Abstracts

Rationale: Intoxication with organophosphates (OPs) presents a significant global burden and can occur as a result of exposure to chemical weapons, agro-industrial poisoning, and even suicide attempts. OPs bind to the acetylcholinesterase preventing the breakdown of acetylcholine. Acute OP-intoxication leads to a cholinergic storm, status epilepticus (SE) and, in severe cases, death. Survivors can develop a persistent neuropathology including spontaneously recurring seizures (SRS) and long-term cognitive dysfunction. Standard-of-care (SOC) countermeasures including atropine, midazolam and an oxime can be lifesaving, however they do not fully protect against SE and the development of SRS. Therefore, it is crucial to determine the natural history of the development and progression of SRS and cognitive dysfunction following acute OP-intoxication to identify effective therapies.
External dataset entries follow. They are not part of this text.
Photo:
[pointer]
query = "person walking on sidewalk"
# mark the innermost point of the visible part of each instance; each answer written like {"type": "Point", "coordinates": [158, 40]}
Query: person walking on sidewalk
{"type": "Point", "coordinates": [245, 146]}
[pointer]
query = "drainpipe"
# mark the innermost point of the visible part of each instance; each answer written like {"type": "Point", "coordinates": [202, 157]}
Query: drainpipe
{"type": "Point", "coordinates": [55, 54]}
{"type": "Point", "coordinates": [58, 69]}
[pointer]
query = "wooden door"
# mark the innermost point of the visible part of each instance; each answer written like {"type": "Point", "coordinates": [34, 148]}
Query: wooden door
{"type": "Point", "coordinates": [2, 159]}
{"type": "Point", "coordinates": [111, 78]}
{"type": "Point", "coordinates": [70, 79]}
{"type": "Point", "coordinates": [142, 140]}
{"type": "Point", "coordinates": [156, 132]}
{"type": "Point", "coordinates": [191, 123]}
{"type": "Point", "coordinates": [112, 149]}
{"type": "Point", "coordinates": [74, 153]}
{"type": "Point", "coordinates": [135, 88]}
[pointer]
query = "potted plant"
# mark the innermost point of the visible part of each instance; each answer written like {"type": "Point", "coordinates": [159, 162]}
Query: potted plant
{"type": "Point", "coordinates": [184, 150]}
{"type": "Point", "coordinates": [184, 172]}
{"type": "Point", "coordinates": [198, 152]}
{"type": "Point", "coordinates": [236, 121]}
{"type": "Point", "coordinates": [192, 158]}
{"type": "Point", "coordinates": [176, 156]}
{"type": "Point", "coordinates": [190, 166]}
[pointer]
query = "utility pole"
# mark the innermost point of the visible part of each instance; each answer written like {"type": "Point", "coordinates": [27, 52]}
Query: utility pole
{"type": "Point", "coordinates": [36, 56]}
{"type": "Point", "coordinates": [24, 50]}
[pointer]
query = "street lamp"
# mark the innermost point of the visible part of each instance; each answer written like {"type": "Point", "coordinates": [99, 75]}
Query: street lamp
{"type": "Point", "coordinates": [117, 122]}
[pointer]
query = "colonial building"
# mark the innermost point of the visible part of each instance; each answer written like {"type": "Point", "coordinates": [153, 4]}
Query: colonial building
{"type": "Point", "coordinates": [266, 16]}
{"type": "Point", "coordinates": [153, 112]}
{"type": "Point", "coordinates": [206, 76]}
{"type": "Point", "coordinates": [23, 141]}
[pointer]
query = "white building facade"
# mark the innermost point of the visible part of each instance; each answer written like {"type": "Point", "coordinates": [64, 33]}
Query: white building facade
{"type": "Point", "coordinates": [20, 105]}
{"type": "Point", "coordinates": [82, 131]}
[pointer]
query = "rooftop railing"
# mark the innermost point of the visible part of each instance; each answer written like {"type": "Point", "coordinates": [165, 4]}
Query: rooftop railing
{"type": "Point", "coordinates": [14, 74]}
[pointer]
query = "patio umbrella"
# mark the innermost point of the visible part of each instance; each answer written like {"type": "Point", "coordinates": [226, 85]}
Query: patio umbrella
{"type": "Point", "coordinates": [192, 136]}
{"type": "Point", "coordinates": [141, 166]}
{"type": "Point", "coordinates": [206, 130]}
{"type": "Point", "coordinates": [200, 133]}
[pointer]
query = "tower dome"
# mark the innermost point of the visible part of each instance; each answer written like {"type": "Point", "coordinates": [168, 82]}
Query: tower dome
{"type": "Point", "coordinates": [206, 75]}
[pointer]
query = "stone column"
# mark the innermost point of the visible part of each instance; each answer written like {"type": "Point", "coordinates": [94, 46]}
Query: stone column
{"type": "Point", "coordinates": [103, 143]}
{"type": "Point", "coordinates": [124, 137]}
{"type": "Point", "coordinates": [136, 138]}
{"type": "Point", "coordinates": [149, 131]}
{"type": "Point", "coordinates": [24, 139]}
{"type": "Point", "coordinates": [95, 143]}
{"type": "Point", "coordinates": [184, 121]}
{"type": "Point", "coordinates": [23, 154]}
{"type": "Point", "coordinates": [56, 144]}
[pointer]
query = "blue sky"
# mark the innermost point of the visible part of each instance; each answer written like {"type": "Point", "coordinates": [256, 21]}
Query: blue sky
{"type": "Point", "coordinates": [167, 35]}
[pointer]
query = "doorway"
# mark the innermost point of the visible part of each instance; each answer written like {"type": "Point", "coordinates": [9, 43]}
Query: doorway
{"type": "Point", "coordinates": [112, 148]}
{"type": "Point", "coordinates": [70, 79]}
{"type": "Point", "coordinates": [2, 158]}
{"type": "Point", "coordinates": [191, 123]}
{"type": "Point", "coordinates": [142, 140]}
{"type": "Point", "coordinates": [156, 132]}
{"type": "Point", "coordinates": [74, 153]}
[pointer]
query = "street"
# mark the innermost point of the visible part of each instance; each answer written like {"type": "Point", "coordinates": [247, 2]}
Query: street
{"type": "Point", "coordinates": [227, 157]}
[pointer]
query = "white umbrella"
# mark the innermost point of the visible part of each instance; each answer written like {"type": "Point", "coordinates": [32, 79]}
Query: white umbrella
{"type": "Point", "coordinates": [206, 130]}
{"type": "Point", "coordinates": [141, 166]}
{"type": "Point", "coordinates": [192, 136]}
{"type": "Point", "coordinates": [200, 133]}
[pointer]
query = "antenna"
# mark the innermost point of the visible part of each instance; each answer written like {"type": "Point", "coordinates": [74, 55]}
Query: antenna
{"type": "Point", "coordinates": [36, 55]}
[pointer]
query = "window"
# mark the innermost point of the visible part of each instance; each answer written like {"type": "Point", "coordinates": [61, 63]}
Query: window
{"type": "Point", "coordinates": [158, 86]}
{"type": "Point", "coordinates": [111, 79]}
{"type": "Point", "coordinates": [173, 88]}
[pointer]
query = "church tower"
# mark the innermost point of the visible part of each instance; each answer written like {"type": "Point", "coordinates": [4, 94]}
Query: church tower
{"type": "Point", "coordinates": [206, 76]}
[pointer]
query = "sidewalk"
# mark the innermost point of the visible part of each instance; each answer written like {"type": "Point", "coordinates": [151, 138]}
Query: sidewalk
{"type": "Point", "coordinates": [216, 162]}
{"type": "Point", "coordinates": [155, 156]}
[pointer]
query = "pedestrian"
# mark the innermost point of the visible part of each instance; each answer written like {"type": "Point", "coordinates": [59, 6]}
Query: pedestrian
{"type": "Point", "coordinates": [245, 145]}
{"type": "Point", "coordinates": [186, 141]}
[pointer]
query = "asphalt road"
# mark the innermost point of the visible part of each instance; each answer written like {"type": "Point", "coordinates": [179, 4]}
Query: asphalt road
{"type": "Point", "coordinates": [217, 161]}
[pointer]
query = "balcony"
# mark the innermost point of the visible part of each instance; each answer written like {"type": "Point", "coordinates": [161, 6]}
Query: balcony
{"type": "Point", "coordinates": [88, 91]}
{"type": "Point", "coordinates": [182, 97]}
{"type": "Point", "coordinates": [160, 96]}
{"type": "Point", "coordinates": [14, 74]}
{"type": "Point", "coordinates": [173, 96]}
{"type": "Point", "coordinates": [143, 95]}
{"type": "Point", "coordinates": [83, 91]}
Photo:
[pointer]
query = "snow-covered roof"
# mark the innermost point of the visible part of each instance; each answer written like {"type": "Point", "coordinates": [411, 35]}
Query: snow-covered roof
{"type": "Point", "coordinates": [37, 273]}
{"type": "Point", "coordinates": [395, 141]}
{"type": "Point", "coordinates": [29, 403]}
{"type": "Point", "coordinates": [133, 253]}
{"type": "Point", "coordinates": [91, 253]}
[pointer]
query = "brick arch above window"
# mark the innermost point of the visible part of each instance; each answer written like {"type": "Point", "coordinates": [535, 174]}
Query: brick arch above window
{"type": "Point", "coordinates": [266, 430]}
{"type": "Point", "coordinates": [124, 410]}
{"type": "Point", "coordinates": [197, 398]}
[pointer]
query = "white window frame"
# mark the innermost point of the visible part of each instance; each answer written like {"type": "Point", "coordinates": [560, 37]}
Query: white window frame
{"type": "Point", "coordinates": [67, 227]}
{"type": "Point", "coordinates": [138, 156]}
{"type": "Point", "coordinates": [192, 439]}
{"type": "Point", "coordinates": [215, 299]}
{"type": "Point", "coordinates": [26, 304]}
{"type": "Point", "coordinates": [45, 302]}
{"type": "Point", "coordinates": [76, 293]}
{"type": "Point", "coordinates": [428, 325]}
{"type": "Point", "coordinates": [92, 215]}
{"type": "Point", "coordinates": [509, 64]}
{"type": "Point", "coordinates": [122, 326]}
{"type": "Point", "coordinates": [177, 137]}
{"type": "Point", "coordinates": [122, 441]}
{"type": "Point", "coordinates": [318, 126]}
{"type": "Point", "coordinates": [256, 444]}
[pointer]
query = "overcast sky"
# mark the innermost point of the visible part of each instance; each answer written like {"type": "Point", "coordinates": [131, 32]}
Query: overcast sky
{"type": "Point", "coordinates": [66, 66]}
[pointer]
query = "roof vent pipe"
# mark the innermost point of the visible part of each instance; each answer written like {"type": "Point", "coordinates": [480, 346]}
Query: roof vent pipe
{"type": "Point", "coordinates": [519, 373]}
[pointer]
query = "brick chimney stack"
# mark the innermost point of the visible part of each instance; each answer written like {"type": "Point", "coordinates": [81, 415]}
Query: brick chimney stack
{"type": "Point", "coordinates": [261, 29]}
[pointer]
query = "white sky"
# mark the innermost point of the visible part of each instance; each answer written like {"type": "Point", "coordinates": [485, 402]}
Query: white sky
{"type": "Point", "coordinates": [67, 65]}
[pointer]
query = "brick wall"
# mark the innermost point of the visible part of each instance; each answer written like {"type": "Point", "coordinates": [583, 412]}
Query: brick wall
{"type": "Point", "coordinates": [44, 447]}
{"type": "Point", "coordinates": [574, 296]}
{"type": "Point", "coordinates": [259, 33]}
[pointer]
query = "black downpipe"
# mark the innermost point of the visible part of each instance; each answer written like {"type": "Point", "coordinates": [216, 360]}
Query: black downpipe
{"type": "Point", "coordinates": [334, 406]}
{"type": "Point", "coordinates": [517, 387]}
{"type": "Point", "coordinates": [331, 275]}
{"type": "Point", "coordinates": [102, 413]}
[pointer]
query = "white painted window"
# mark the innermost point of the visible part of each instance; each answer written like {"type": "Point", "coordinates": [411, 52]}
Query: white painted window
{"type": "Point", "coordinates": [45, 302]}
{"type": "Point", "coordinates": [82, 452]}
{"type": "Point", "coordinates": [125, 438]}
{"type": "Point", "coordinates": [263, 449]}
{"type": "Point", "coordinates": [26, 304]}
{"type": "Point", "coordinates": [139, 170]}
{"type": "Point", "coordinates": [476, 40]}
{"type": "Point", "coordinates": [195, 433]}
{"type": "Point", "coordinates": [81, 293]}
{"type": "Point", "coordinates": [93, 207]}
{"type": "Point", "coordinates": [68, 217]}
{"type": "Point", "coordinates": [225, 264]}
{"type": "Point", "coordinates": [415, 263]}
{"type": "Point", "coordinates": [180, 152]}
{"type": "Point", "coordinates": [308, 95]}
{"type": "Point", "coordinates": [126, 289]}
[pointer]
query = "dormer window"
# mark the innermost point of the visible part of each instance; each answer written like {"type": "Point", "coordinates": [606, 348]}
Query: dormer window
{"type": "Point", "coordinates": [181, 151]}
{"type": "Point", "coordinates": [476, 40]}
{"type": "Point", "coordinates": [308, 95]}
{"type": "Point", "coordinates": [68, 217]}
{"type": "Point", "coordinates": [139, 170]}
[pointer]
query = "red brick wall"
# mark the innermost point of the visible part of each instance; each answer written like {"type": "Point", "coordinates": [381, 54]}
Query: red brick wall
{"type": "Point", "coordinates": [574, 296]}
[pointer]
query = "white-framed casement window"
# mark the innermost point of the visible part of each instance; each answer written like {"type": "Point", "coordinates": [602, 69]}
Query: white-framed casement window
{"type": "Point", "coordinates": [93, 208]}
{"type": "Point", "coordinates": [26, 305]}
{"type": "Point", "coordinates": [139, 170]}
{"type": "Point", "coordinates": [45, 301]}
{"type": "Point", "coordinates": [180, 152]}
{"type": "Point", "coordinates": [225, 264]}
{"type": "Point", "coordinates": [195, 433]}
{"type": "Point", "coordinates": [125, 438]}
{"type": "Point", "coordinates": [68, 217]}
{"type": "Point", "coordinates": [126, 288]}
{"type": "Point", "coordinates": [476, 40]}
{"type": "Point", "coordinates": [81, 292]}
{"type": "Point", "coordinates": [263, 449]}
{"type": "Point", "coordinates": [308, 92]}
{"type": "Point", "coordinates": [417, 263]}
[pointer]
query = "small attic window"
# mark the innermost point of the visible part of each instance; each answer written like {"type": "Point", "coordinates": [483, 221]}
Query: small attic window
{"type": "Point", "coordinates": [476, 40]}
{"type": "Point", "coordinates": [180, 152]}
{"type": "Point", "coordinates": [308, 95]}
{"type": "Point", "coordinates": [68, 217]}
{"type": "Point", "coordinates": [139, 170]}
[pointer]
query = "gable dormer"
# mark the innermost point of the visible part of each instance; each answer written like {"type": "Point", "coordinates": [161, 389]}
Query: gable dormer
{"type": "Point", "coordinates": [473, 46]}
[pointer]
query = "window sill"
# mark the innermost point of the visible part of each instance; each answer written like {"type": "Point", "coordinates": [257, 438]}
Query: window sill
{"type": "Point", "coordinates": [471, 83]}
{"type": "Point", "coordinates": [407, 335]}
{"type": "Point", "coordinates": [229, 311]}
We hypothesized that acute intoxication with the OP-threat agent diisopropylfluorophosphate (DFP) would result in acute SE, the development of SRS, alterations to neural oscillations, and persistent learning and memory dysfunction.


Methods: Adult male (n=28) and female (n=42) Sprague Dawley rats were surgically implanted with intracranial electrodes in the dorsal and ventral hippocampus, prefrontal cortex, amygdala, and skull screws over prefrontal and posterior cortices. Continuous video-EEG monitoring occurred on days 1-21, 52-61 and 90-99 post-DFP, and was utilized for seizure quantification and analyses of neural oscillations. The Y-maze (48d post-DFP), novel object (NOR; 51d post-DFP), and Barnes maze (BM; 85-88d post-DFP) were used to evaluate cognitive function at chronic timepoints.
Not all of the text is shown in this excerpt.